In the 1950s, one of President Eisenhower’s most controversial cabinet members was his Secretary of Agriculture, Ezra T. Benson. For decades after his presidency, the farm belt mentioned his name with almost universal scorn. I would not compare the late Secretary Benson’s policies to the current Secretary of Interior, Ken Salazar, but I think we are looking at the series of events whereby the oil patch will rightly lament whenever the name Ken Salazar is mentioned for decades to come along the gulf coast.

This week’s revelation that a working group advising Secretary Salazar and President Obama did not include the six-month moratorium on gulf drilling activity  in its list of recommendations only serves to highlight what everyone in our state and region has feared since the explosion and spill began in April. The Obama Administration will use this tragic event to radically alter our nation’s domestic energy supply and cause more damage to the Gulf region than any hurricane has or ever could do to our way of life.  The manipulation of these professionals on the working group to further the extreme energy agenda of the President is frightening.

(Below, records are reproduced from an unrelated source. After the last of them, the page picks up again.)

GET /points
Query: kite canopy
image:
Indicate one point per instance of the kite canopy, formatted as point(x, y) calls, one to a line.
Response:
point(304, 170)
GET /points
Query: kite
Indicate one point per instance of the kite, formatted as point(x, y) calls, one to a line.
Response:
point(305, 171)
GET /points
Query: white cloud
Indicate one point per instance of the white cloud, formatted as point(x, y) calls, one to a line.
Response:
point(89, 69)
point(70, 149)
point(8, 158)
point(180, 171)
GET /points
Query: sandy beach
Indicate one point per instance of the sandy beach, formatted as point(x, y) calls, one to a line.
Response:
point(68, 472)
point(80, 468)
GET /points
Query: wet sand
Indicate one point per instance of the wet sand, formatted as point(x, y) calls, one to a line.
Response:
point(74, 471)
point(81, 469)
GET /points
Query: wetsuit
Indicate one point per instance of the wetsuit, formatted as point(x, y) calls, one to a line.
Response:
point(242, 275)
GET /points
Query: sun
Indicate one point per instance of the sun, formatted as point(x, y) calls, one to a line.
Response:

As the news trickled out this week that the working group document was amended by Secretary Salazar after it was submitted to include the six-month moratorium, you would think a firestorm of controversy would erupt. Democrats and Republicans alike would feverishly work to overturn the moratorium immediately, by pressuring the Administration publicly and privately and then with legislation if need be.  A majority of the working group submitted a statement that could not be more emphatically clear on how harmful the moratorium is to Louisiana and the Gulf region.

“A blanket moratorium is not the answer. It will not measurably reduce risk further and it will have a lasting impact on the nation’s economy which may be greater than that of the oil spill,” the letter says. “We do not believe punishing the innocent is the right thing to do.”

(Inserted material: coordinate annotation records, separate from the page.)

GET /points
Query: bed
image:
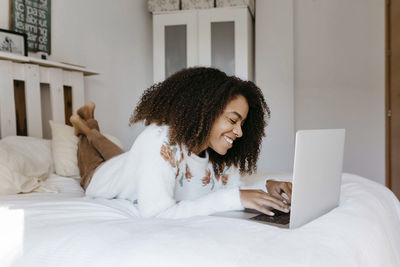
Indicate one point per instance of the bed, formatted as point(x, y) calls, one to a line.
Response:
point(69, 229)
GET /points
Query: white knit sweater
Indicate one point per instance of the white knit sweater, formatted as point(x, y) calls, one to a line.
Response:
point(163, 181)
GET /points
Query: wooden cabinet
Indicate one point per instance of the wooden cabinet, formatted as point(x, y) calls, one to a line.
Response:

While a plethora of Republicans and a handful of Democrats from the Gulf region have weighed in publicly this week, Secretary Salazar remains firm that the moratorium will continue in effect, discounting the concerns of a majority of his own working group. Why the wall of general silence from most Democrats in Washington, DC?

I think they can best be summed up by remarks conveyed to me by some Democrat government relation’s professionals over dinner I had this week in DC.  One such person whom I spoke with is from Seattle and I suggested a good comparison to our current situation would be with Boeing.  “Imagine if a 787 jet blew up for some general reason (not related to terrorism) and the Secretary of Transportation and Federal Aviation Administrator shut down most aspects of plane production at Boeing’s huge facilities in the Seattle metropolitan area.” “Well, that would be absolutely devastating to the region and the state of Washington, as there are over 60,000 jobs at risk for Boeing alone.” “Yes,” I said, “and Louisiana has upwards of 100,000 jobs at risk if this moratorium is not reversed immediately.” “Well, we should not be drilling in the Gulf anyway.”

There you go.  Secretary Salazar and President Obama know that large chunks of the Democrat base do not believe we should even be drilling in the Gulf, so any thoughts about how Boeing jets can secure the necessary fossil fuels for its jets is not even an afterthought.  Who gives a damn about rough necks, longshoreman, supply drivers, or to the parishes whose schools and law enforcement are funded by offshore drilling in the Gulf? This is the Sword of Damocles the Governor and our Congressional Delegation is facing; can Louisiana survive this perilous situation? Are we to be sacrificed on the altar of environmental extremism dressed up, as “just more regulations to make sure everything is safe?”